Miller v Associated Newspapers Ltd

Reference: [2003] EWHC 2799 (QB); [2004] EMLR 698

Court: Queen's Bench Division

Judge: Eady J

Date of judgment: 11 Nov 2003

Summary: Defamation - Libel - Reynolds qualified privilege - application to strike out defence of privilege- alternatively for summary judgment - whether the law as to qualified privilege was in a state of flux

Appearances: Adrienne Page KC - Leading Counsel (Defendant) 

Instructing Solicitors: Carter Ruck for the Claimant. Reynolds Porter Chamberlain for the Defendant


The Claimant, a Detective Chief Inspector, sued the Defendant in respect of articles published in the Daily Mail and Evening Standard on 11 September 2001. These reported on an internal police investigation into the allegations of sexual assault made by Nadine Milroy Sloan against Neil and Christine Hamilton, which led to the Hamiltons’ arrest. It was said that the report found the Hamiltons should never have been arrested, and the investigation was a fiasco. It was said that the Claimant led that investigation. The article also mentioned an earlier investigation into the alleged rape of a 17 year old woman known as Miss B, stating that this had been thrown out by a judge on the basis the investigation was “grossly incompetent”, and that the Claimant was facing disciplinary charges over it. The Defendants pleaded defence was Reynolds qualified privilege.


Whether the defence of qualified privilege should be struck out and/or summary judgment entered for the Claimant on this issue.


(1) The plea would be struck out as untenable. Taking the facts to be true for the purposes of the application, and considering them in light of the the ten criteria set out by Lord Nicholls in Reynolds v Times Newspapers [2001] 2 AC 127 there was no duty to publish the article to the world at large. The articles were based on an incomplete and secondhand account of a confidential interim report with the status of a work in progress. There was no urgency to publish at a time when a criminal investigation into Ms Milroy Sloan’s allegations was underway. Such matters militated strongly against privilege. Furthermore. minimal steps were taken to verify the information and neither the Metropolitan Police or the Claimant was approached for comment.
(2) It was not correct to characterise the law as to qualified privilege as being in a state of flux which would justify not striking out the plea: E (A Minor) v Dorset County Council [1995] 2 AC 233 distinguished.
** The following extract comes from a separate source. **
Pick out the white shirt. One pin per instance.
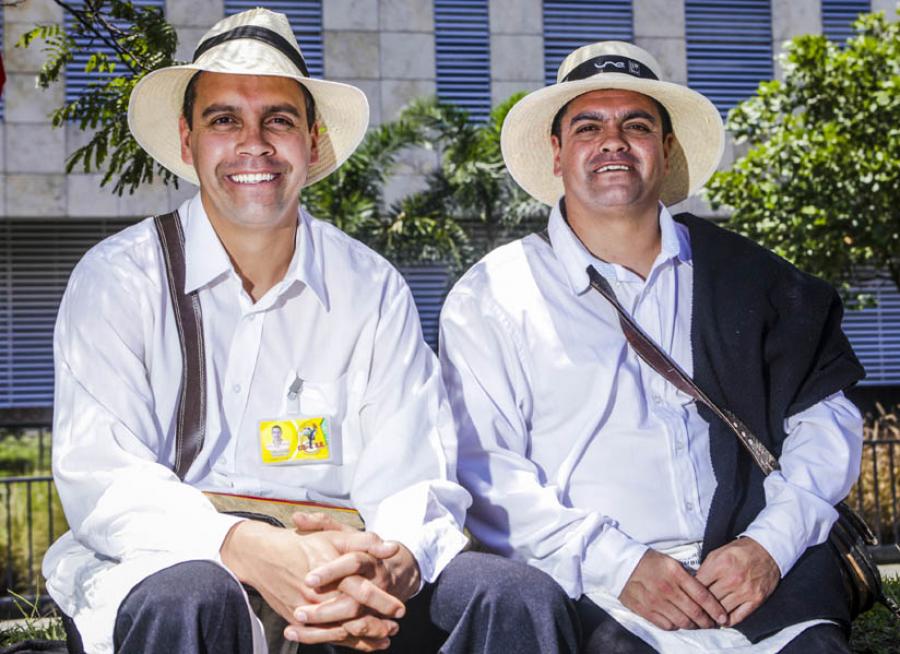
(342, 320)
(579, 455)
The most interesting aspect of the decision is its focus on the doctrine, well-established before the House of Lords’ decision in Reynolds, that there would rarely be a privilege available in respect of the publication of allegations into which an official enquiry was currently under way. The judge recalled not only Blackshaw v Lord (1984) but also Purcell v Sowler (1877), both of which stand for the proposition that the public interest is not served by the premature attribution of blame to specific individuals. The decision suggests that the media should be wary of publishing leaks about forthcoming reports, critical of individuals or companies. They will usually need to be prepared to justify such articles.